The musings and meandering thoughts of a crotchety old man as he observes life in the world and in a small, rural town in South East Nebraska. My Pledge-Nulla dies sine linea-Not a day with out a line.
26 April 2020
How to Mourn if You Can’t Be at the Funeral
The Seventh Corporal Work of Mercy, 'To bury the dead'. What if you can't physically be at the funeral due to the CCP pandemic? From Aleteia By Fr Michael Rennier
In this time when we may not be able to say goodbyes in person, it’s vitally important to still mark our loved one’s passing and grieve the loss.
I encountered a lonely funeral yesterday. I was on a morning bike ride when I heard the church bell begin to toll. I looked over and saw a single funeral home employee rolling a casket from a hearse into the church. No pall bearers. No family. I don’t know who was in that casket, but I do know that what I was silently witnessing was sacred. I offered up a quiet prayer.
As a priest, I’ve been present at funerals of all sizes. Some have been so well attended that people spilled out of the pews and had to stand along the walls. I’ve been at funerals where there have been two dozen or more priests gathered in the sanctuary. I’ve also been at small funerals. One was so sparse that the only attendees were me, the funeral home employees, and the kind-hearted lawyer who had handled the estate. There are a variety of reasons this happens. For instance, older people with no children who have outlived all their friends and family tend to have small funerals. It’s more common than you might think, and it has nothing to do with how well-liked a person was. This is why it’s an act of mercy to attend funerals. We never know how much that particular person will need our prayers. We never know how many other people will be there to do so. As I said, sometimes there is almost no one.
But in all my life, I have never, ever had to say a funeral mass completely alone. There has always been someone.
Due to the quarantine we are temporarily under, funerals are difficult. I suspect that most are still able to proceed with small gatherings of family, but others may lack even that. Family who typically would travel are not allowed to fly and friends who may be around to fill the void may not be allowed to participate. This vastly complicates the process of grieving.
As embodied creatures, it is important for us to show our love physically. At a visitation, we want to kiss the deceased on the forehead one last time before the casket is closed. We want to place a rosary in their hands and look at their face one last time. In the church, there is comfort in seeing the holy water sprinkled, in smelling the incense rise up to heaven. At the graveside, we are driven by an inner impulse to touch the casket before walking away, hands lingering on the wood in a sign of benediction.
Funerals offer a marked moment, a safe space to express grief. Funerals stare death in the eye, an act that changes us. As a priest, I see it all the time. The way a family expresses themselves before and after the funeral is as different as night and day. It isn’t as if they are magically healed and ready to move on, but the funeral gives them permission to be sad. It helps them stop pretending that there has not been a loss, and creates an opportunity to show their love.

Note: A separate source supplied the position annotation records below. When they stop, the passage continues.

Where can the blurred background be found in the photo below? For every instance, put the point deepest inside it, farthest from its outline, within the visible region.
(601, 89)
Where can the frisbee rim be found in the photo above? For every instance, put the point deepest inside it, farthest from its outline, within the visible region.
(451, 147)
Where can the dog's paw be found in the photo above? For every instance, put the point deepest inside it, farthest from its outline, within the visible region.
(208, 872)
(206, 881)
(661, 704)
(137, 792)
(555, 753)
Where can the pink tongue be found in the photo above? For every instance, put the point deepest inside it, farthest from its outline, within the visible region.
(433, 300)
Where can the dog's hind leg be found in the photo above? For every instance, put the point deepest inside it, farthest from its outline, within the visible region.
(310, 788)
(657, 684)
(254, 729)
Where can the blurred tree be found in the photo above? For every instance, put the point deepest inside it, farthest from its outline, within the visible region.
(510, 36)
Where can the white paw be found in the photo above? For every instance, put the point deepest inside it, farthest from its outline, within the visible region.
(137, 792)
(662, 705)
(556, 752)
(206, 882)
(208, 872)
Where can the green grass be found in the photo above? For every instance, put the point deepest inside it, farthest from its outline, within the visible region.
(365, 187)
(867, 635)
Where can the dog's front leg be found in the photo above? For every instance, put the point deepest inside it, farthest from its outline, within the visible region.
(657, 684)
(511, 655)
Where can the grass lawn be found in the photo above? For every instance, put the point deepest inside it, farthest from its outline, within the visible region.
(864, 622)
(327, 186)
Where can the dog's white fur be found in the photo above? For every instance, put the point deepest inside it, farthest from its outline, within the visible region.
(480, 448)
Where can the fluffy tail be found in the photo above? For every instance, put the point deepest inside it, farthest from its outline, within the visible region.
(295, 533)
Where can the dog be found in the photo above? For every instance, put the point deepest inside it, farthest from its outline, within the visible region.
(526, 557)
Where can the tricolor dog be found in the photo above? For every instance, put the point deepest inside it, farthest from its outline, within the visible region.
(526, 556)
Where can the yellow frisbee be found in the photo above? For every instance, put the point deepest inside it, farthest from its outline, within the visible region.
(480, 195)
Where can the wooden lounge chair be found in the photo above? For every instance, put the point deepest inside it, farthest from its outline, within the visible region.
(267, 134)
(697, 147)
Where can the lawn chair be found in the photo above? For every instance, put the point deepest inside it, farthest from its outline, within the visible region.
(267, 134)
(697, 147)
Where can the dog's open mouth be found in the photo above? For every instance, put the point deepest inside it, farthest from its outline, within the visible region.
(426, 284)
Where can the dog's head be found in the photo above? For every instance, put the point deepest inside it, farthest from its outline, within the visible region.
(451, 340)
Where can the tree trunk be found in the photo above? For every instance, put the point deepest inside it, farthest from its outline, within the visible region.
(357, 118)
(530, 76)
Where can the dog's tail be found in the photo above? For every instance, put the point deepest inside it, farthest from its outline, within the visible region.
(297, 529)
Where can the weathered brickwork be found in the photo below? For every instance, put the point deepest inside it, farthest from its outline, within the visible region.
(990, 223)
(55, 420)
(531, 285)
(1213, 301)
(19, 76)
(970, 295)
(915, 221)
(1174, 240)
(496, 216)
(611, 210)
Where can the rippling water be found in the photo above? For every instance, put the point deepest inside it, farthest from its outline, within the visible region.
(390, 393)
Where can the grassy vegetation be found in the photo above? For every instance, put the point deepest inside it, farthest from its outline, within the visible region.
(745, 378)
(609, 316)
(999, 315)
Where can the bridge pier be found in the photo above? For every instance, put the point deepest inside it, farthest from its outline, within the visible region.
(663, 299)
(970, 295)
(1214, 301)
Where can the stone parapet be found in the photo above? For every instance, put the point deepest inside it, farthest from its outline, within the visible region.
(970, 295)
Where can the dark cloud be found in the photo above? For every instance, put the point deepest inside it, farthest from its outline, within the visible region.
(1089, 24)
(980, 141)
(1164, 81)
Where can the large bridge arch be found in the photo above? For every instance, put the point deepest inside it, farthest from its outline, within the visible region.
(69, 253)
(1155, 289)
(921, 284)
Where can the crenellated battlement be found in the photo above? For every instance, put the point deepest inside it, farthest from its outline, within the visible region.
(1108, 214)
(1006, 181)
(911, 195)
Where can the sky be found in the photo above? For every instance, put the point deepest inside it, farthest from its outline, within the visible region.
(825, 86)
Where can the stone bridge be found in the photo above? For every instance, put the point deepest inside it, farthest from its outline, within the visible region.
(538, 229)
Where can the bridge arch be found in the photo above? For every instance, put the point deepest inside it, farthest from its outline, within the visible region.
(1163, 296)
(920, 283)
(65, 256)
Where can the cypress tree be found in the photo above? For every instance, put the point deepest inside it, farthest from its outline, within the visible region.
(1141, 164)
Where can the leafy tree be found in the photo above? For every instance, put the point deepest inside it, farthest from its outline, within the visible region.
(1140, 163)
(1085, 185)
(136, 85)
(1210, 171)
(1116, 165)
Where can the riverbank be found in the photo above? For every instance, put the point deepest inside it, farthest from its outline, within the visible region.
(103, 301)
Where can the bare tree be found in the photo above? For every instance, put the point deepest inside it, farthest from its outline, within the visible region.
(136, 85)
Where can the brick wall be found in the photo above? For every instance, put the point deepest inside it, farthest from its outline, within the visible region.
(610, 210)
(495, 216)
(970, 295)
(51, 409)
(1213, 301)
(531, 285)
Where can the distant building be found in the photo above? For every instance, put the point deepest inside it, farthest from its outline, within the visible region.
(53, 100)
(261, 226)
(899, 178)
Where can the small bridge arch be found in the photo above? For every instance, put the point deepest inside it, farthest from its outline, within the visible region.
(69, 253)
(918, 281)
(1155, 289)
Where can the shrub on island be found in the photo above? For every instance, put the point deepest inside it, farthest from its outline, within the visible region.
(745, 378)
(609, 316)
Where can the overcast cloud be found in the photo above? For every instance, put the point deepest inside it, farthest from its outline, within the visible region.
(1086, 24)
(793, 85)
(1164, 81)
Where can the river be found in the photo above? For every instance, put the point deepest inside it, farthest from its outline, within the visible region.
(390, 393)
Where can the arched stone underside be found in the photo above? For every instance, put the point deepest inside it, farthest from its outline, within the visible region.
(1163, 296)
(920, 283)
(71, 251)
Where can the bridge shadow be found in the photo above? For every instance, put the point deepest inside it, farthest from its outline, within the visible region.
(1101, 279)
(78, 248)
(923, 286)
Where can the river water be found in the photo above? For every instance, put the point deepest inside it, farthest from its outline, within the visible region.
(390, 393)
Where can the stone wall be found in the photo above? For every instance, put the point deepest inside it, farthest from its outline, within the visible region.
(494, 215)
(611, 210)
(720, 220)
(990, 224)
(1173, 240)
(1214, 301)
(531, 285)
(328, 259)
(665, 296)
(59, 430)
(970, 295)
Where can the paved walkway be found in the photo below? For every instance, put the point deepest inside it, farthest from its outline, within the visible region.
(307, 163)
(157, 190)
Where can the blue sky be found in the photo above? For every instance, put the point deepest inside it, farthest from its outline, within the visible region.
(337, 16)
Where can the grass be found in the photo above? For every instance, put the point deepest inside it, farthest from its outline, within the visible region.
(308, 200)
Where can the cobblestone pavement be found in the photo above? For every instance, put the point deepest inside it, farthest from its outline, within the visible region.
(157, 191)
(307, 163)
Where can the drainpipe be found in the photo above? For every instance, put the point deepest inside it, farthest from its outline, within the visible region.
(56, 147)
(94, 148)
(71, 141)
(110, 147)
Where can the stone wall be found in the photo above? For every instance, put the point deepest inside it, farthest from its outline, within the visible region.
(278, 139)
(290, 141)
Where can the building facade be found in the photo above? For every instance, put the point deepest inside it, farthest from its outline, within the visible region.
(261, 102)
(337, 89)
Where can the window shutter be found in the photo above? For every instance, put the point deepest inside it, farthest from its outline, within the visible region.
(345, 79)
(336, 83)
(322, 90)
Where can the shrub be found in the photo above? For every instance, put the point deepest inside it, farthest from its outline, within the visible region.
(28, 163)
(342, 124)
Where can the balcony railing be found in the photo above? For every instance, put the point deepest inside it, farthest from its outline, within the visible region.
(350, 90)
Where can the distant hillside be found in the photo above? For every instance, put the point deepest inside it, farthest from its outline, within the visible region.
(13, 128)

In grieving, we typically go through five stages – denial, anger, bargaining, sadness, and acceptance. Although the stages are not always in order and not always clear, we all go through them in some way or another.When we experience loss, the need to mourn and go through this process is strong. It’s natural. No one else does it for you. It has to be you. Funerals are a vital step in the process. There are no shortcuts to the end and no way to stall the grief and pretend the loss never happened. But if you cannot make it to the funeral, if you are not allowed to go to the funeral, how can you grieve?
Create your own marked moment. Set aside time to acknowledge your grief and come to terms with the loss. It must be intentional. Healing cannot be expected to automatically happen with the passage of time. It is not true that time heals all wounds. I can assure you that, if we do not actively mourn, we will never fully process our grief and it will linger in our veins like poison.
Don’t shy away from looking death in the eye. Allow yourself to cry. Write a letter to the deceased telling them how much you loved them. Read some of the Scripture passages that are used during funeralsand commit to saying prayers on their behalf. If you are Catholic, your priest will take your Mass intention and pray with you, which is always a comfort. Make a donation in your loved one’s name to a charity. Talk about it and express your emotions honestly with no cliches or false attempts at hope. If you need to, talk about it in a grief support group, some of which are offered through parishes and meet online right now.
Don’t allow guilt or frustration about missing the funeral to hold you back.
There are many ways to process grief and mark the passing of a loved one.. However you handle it, the key is to be honest and patient with yourself. Yes, in an ideal world we would make it to the wake and funeral. In an ideal world no one would die alone or be buried alone. The current situation that separates us from each other is a forceful reminder that life is far from perfect. Who knows if or when things will get back to normal. One thing I do know for sure, love is stronger than death. It overcomes every separation. Those who love are never alone.